Python 3, pygame, NumPy
To run the simulation and watch an animation, enter the following command in your terminal:
python sheepWorld.py
Soon, I'm going to provide the option for a user to specify simulation parameters such as sheep speed, number of parents, and the maximum complexity of a sheep's strategy. So for now, it'll just run with some default parameters.
This is an expansion of my 112 Term Project. I've become a much better programmer since then, but I'm still enthralled with the phenomenon of learners adapting to each other's learning progress, so I've made some improvements.
Besides being a confirmation of the selfish herd theory, this project is analogous to applications of game theory - for example, when AIs compete on the stock market for arbitrage.
Sheepworld is a world where sheep are stranded on a meadow planet where a wolf randomly appears, kills the first sheep it can get to, then disappears, and so on. When the population dips below a certain threshold, a round of breeding occurs, and the cycle renews. The sheep have strategies that dictate their paths, and these are passed on to new sheep by sexual reproduction.
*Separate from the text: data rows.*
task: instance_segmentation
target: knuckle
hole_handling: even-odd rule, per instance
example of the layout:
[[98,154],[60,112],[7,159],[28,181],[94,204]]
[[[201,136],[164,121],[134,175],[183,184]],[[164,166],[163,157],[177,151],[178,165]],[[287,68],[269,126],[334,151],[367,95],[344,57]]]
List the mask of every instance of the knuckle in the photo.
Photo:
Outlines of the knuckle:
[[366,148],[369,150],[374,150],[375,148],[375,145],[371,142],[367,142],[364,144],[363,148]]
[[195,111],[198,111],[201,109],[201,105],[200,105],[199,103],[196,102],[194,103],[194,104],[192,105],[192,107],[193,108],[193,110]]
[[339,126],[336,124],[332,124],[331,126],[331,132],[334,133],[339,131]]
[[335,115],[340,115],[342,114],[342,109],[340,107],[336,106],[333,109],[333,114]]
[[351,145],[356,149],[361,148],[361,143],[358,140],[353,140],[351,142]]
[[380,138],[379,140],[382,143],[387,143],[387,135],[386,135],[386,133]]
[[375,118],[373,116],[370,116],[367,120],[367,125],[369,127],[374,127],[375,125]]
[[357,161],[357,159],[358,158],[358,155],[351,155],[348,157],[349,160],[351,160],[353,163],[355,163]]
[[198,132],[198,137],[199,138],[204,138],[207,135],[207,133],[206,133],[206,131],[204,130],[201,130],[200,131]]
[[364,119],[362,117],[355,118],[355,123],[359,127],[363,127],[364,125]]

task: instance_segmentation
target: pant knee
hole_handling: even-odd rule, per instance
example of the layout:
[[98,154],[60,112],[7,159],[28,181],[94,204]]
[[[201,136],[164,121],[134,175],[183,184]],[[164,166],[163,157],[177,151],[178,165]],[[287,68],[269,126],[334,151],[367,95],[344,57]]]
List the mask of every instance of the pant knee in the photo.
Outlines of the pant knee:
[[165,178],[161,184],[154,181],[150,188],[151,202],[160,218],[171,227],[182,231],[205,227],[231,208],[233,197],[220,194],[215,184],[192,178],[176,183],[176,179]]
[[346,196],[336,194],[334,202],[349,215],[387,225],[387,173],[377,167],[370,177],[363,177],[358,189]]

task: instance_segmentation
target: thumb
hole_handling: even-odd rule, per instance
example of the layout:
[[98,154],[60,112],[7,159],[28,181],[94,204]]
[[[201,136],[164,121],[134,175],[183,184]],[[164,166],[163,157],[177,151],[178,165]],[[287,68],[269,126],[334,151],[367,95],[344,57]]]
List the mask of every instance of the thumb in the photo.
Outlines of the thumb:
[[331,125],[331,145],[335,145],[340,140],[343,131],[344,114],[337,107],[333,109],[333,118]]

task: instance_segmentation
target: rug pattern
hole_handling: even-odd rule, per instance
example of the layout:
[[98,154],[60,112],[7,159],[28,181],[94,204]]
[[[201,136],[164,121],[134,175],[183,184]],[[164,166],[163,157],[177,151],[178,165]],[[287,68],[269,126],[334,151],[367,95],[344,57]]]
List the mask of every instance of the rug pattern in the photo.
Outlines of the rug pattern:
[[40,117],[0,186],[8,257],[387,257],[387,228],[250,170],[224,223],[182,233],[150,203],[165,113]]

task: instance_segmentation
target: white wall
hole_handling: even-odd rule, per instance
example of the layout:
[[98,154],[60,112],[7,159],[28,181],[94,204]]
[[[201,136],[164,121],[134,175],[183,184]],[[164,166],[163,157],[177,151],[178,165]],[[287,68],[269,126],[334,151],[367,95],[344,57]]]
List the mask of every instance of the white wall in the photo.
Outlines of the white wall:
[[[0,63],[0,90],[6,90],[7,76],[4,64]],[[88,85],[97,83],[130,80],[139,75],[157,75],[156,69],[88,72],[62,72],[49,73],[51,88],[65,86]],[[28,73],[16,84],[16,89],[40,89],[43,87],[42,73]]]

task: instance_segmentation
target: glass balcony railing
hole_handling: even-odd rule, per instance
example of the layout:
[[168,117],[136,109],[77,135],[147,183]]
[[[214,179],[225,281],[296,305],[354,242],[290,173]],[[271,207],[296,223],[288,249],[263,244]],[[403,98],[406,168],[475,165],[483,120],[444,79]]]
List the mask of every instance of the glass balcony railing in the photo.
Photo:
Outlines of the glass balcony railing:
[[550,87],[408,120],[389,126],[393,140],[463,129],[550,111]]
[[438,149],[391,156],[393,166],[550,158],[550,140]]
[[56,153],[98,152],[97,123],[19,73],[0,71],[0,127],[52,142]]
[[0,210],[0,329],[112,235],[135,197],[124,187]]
After only a few minutes spent on sheepworld, you'll probably notice that the sheep are quick learners. The image below is a typical arrangement of the sheep population at generation 5 or so. They're so young that they haven't even realized that wolves are dangerous!
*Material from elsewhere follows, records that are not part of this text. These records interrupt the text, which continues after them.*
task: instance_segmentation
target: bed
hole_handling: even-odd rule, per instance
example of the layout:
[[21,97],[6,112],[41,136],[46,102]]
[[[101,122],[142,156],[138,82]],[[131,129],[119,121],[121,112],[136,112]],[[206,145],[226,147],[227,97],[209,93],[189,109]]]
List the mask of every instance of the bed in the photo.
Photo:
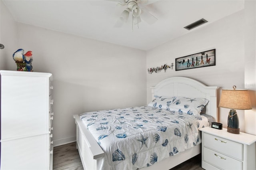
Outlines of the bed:
[[[76,146],[84,169],[168,170],[200,154],[200,134],[197,128],[209,125],[205,123],[209,121],[207,115],[218,120],[217,89],[188,78],[170,77],[151,88],[152,101],[147,106],[74,115]],[[202,99],[206,104],[199,107],[204,114],[199,112],[198,115],[193,110],[198,107],[190,109],[189,105]],[[180,101],[189,103],[181,110],[177,107]],[[192,124],[196,125],[195,128]],[[184,132],[182,128],[189,132]],[[173,134],[167,134],[168,131]],[[171,140],[171,136],[174,139]],[[178,140],[180,138],[182,140]],[[124,139],[128,143],[124,143]],[[178,144],[173,142],[175,139]],[[113,144],[108,144],[111,142]],[[181,143],[184,145],[176,145]],[[146,156],[142,158],[143,155]]]

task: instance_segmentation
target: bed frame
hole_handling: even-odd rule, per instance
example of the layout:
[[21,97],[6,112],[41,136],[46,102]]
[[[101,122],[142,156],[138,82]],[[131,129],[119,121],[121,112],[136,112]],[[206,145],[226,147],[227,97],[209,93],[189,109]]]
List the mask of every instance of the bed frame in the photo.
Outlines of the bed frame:
[[[210,101],[206,113],[218,120],[217,89],[216,86],[206,86],[201,83],[188,78],[170,77],[152,87],[152,98],[154,95],[164,97],[203,97]],[[76,147],[85,170],[99,169],[105,153],[78,115],[74,115],[76,124]],[[169,170],[201,153],[201,144],[173,156],[170,156],[143,170]]]

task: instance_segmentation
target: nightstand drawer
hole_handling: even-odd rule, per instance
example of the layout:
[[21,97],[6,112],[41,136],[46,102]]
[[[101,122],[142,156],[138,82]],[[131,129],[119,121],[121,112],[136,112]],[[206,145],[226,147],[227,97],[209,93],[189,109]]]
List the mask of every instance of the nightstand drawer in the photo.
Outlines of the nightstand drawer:
[[204,146],[243,160],[243,145],[218,136],[204,133]]
[[242,169],[242,162],[207,148],[204,148],[203,152],[203,160],[214,166],[224,170]]

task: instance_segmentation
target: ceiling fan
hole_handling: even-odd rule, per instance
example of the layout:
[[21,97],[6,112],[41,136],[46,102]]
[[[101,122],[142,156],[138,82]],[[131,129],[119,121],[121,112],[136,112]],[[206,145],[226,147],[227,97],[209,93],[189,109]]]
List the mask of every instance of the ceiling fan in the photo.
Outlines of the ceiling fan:
[[[149,12],[143,8],[142,4],[149,4],[148,0],[106,0],[118,2],[117,6],[126,6],[127,8],[122,12],[114,26],[121,27],[128,21],[129,16],[132,16],[132,30],[133,31],[133,25],[138,24],[142,20],[150,25],[156,22],[158,19]],[[152,2],[156,1],[152,1]],[[140,6],[142,8],[141,8]]]

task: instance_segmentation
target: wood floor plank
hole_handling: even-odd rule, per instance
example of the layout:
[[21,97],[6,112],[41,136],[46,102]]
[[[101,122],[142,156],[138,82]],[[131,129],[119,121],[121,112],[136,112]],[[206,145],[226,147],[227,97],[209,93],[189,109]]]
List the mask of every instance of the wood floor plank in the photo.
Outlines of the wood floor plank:
[[[53,150],[54,170],[83,170],[75,142],[54,147]],[[170,170],[203,170],[201,167],[200,154]]]

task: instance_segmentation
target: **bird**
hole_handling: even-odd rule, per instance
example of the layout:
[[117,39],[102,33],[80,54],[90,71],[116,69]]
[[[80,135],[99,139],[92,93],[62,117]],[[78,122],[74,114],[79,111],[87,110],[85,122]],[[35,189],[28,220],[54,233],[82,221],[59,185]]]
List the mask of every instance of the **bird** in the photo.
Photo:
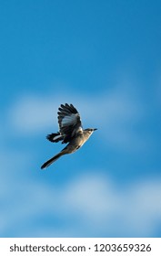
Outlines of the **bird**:
[[48,167],[59,157],[66,154],[72,154],[78,150],[92,135],[96,128],[87,128],[83,130],[80,114],[73,104],[61,104],[57,112],[59,132],[50,133],[46,139],[52,143],[62,142],[67,145],[43,164],[41,169]]

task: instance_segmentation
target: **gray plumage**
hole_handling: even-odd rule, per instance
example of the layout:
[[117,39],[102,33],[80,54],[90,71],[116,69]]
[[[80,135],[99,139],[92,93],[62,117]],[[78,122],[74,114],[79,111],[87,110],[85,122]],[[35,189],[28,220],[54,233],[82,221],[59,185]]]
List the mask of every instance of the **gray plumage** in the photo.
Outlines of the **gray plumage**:
[[57,114],[59,132],[48,134],[46,138],[52,143],[62,141],[62,144],[68,143],[68,144],[60,153],[46,161],[41,166],[41,169],[49,166],[60,156],[75,152],[87,141],[93,132],[96,130],[96,128],[83,130],[79,112],[72,104],[61,104]]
![early](early\ stages.JPG)
After about 20 generations, though, not only do the sheep turn tail from the wolf without hesitation - the sheep have discovered that there is great safety in numbers and close quarters.
![later](selfish\ herd.JPG)
On Sheepworld, sheep may have more than 2 parents.
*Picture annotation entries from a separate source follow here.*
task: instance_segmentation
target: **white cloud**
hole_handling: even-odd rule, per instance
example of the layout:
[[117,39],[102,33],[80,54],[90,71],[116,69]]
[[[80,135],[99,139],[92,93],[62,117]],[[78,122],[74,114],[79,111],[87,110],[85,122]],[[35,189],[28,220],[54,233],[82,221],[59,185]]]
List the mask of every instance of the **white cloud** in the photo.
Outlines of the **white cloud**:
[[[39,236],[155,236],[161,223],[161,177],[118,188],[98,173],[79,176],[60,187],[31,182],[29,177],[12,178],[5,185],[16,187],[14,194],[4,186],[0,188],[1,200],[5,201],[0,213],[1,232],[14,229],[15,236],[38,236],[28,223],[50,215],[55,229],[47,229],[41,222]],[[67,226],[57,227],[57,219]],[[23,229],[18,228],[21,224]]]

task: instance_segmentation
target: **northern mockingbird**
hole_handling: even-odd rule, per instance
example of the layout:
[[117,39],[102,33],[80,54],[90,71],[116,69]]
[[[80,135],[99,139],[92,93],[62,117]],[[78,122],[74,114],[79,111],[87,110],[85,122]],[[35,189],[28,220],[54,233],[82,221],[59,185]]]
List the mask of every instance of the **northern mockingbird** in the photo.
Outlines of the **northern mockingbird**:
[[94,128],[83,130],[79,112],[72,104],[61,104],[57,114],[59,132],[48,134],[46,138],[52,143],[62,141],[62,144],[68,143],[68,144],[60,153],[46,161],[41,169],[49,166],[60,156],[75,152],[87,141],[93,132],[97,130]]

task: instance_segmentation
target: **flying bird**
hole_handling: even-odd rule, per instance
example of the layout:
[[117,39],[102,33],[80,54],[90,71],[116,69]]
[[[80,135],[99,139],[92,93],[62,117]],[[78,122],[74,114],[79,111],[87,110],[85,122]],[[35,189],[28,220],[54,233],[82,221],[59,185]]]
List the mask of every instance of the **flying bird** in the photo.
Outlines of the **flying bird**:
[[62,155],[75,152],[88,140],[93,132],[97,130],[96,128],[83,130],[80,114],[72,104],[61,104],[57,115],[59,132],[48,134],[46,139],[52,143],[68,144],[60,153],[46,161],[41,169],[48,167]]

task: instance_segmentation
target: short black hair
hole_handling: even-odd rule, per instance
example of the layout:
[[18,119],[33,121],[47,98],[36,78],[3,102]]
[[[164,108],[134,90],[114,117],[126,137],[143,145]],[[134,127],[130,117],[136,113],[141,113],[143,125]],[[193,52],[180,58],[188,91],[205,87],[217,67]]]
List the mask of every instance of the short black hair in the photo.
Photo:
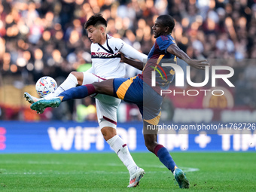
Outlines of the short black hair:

Sheepworld is effectively a torus, so sheep don't need to be aware of their absolute positions, only their relative positions.
On sheepworld, a sheep may have more than two parents, and it's possible for a sheep to be a parent more than once to the same child (i.e. contributes more genes).
The mutation rate on sheepworld is inversely proportional to the genetic diversity among the child sheep's parents. This is similar (very loosely) to simulated annealing, where approximate global optima are obtained by accepting less "fit" solutions after convergence, as a way of escaping global minima.